1911 Encyclopædia Britannica/Jacobi, Johann Georg
JACOBI, JOHANN GEORG (1740–1814), German poet, elder brother of the philosopher, F. H. Jacobi (1743–1819), was born at Düsseldorf on the 2nd of September 1740. He studied theology at Göttingen and jurisprudence at Helmstedt, and was appointed, in 1766, professor of philosophy in Halle. In this year he made the acquaintance of J. W. L. (“Vater”) Gleim, who, attracted by the young poet’s Poetische Versuche (1764), became his warm friend, and a lively literary correspondence ensued between Gleim in Halberstadt and Jacobi in Halle. In order to have Jacobi near him, Gleim succeeded in procuring for him a prebendal stall at the cathedral of Halberstadt in 1769, and here Jacobi issued a number of anacreontic lyrics and sonnets. He tired, however, of the lighter muse, and in 1774, to Gleim’s grief, left Halberstadt, and for two years (1774–1776) edited at Düsseldorf the Iris, a quarterly for women readers. Meanwhile, he wrote many charming lyrics, distinguished by exquisite taste and true poetical feeling.

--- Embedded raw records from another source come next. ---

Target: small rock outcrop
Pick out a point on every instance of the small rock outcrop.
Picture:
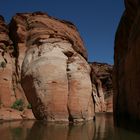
(127, 65)
(101, 76)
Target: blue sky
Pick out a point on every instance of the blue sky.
(97, 20)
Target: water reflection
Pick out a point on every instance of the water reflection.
(101, 129)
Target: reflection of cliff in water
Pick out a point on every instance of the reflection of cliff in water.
(42, 131)
(102, 129)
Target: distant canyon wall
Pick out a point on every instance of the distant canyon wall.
(45, 59)
(101, 76)
(127, 63)
(43, 66)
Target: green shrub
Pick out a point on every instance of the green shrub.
(18, 105)
(29, 106)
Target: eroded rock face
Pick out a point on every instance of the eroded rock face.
(102, 86)
(10, 88)
(55, 73)
(127, 65)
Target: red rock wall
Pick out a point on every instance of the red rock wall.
(49, 58)
(103, 89)
(127, 65)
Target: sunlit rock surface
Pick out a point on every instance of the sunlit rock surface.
(55, 73)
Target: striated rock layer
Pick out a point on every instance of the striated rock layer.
(55, 75)
(102, 81)
(127, 65)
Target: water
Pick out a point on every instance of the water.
(101, 129)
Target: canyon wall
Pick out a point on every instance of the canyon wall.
(101, 76)
(127, 66)
(45, 59)
(12, 97)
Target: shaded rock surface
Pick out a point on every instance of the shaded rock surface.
(127, 65)
(102, 86)
(10, 89)
(45, 59)
(55, 73)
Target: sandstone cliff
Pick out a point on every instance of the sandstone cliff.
(127, 65)
(48, 58)
(10, 88)
(102, 81)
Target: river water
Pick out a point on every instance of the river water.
(102, 129)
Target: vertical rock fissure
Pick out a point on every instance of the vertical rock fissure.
(70, 118)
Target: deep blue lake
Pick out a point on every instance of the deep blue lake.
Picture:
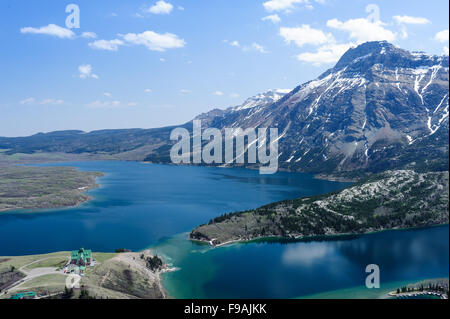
(145, 205)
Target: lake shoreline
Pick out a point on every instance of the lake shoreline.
(329, 237)
(82, 191)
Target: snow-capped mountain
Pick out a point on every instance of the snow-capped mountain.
(380, 106)
(268, 97)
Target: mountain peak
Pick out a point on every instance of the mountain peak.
(364, 56)
(366, 50)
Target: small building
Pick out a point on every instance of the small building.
(81, 257)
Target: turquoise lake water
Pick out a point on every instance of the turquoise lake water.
(145, 205)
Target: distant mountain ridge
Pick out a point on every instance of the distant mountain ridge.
(380, 107)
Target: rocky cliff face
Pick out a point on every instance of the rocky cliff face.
(377, 107)
(380, 107)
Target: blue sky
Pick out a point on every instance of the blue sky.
(155, 63)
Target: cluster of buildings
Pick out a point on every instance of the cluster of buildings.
(79, 260)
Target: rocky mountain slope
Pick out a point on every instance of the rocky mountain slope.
(394, 199)
(380, 107)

In 1784 he became professor of literature at the university of Freiburg im Breisgau, a post which he held until his death there on the 4th of January 1814. In addition to the earlier Iris, to which Goethe, his brother F. H. Jacobi, Gleim and other poets contributed, he published, from 1803–1813, another periodical, also called Iris, in which Klopstock, Herder, Jean Paul, Voss and the brothers Stollberg also collaborated.
Jacobi’s Sämmtliche Werke were published in 1774 (Halberstadt, 3 vols.). Other editions appeared at Zürich in 1807–1813 and 1825. See Ungedruckte Briefe von und an Johann Georg Jacobi (Strassburg, 1874); biographical notice by Daniel Jacoby in Allg. Deutsche Biographie; Longo, Laurence Sterne und Johann Georg Jacobi (Vienna, 1898); and Leben J. G. Jacobis, von einem seiner Freunde (1822).